How to breathe for physical and mental health
Breathing is an action we take for granted. It’s instinctive, requiring no cognitive thought. But what if, like dolphins, it had to be consciously done? What if, as part of our design, it should be consciously done? And if we decided to concentrate on it and set out to try to breathe more efficiently, what sort of impact might it have on our training, or on our everyday lives?
Becoming conscious of how we breathe may seem silly, but it seems it might make a much bigger difference to us than previously thought possible.
Most of us breathe through our mouths, with associated body movements concentrated in the neck and shoulders. This leads us to take small, short breaths, making the heart work harder to push blood around the system. However, while this may be instinctive and easy, not only is it inefficient through the neglect of our primary breathing muscle, new research suggests we may be disrupting brain function.
The benefits of nasal breathing
Our primary breathing muscle is the diaphragm and one of the simplest ways to use it is to breathe in deeply through the nose and then into the belly. By consciously using our diaphragm to breathe we can consume more oxygen in a single breath, which brings significant physical benefits:
- It enables the take-up of more oxygen into our system, so decreasing our rate of fatigue when performing endurance exercise
- By bracing the abdominal wall and increasing the amount of oxygen in our body we create more internal pressurization. This in turn provides more stability for the spine when lifting weights, which is especially important for big compound movements such as squats and deadlifts
- In daily life, deep breathing through the nose and diaphragm can decrease stress. Breathing using the mouth, neck and shoulders only delivers short breaths, meaning we need more of them. This puts pressure on the heart to beat faster, which can lead to further unnecessary stress on the body
Yet the benefits don’t stop with our physical health, with the impact of this simple tweak extending to our cognitive health. Memories pass through three main stages in their development: encoding, consolidation, and retrieval. Growing evidence suggests that nasal respiration plays an important role, entraining neural oscillations that enhance the encoding and recognition processes.

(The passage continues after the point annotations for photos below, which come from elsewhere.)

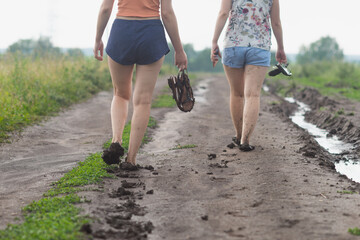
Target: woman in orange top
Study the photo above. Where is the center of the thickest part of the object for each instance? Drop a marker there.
(137, 38)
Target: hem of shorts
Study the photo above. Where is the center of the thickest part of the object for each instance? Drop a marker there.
(155, 59)
(245, 65)
(246, 47)
(117, 60)
(146, 63)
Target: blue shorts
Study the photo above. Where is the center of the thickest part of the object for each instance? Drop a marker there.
(238, 57)
(137, 41)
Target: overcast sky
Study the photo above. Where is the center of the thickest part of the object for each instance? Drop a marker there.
(72, 23)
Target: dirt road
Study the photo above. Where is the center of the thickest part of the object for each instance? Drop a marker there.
(212, 191)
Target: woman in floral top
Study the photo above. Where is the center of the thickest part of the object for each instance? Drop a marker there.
(246, 57)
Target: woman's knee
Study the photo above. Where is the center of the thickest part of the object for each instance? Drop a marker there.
(123, 93)
(142, 99)
(252, 94)
(237, 93)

Extraordinary as it may seem, bypassing nasal airflow by mouth-breathing abolishes the respiratory-locked hippocampal rhythms that are implicated in the scaffolding and transfer of information between sensory and memory networks in our brains. Breathing through our mouths destroys these rhythms and impacts encoding as well as recognition processes, so reducing memory performance. Indeed, the researchers claim their results provide the first evidence that respiration directly impacts consolidation of episodic events, lending further support to the notion that core cognitive functions are modulated by the respiratory cycle.
Drawing breath may be instinctive, but how we do it clearly makes a considerable difference to our health. Dolphins need to do it consciously just to survive, ensuring all the other benefits. We have lost the imperative and so the potential benefits, but just a little effort will bring rewards in your exercise routine and beyond – even helping you remember to do so!
Go on, take a deep breath in through the nose and feel the difference.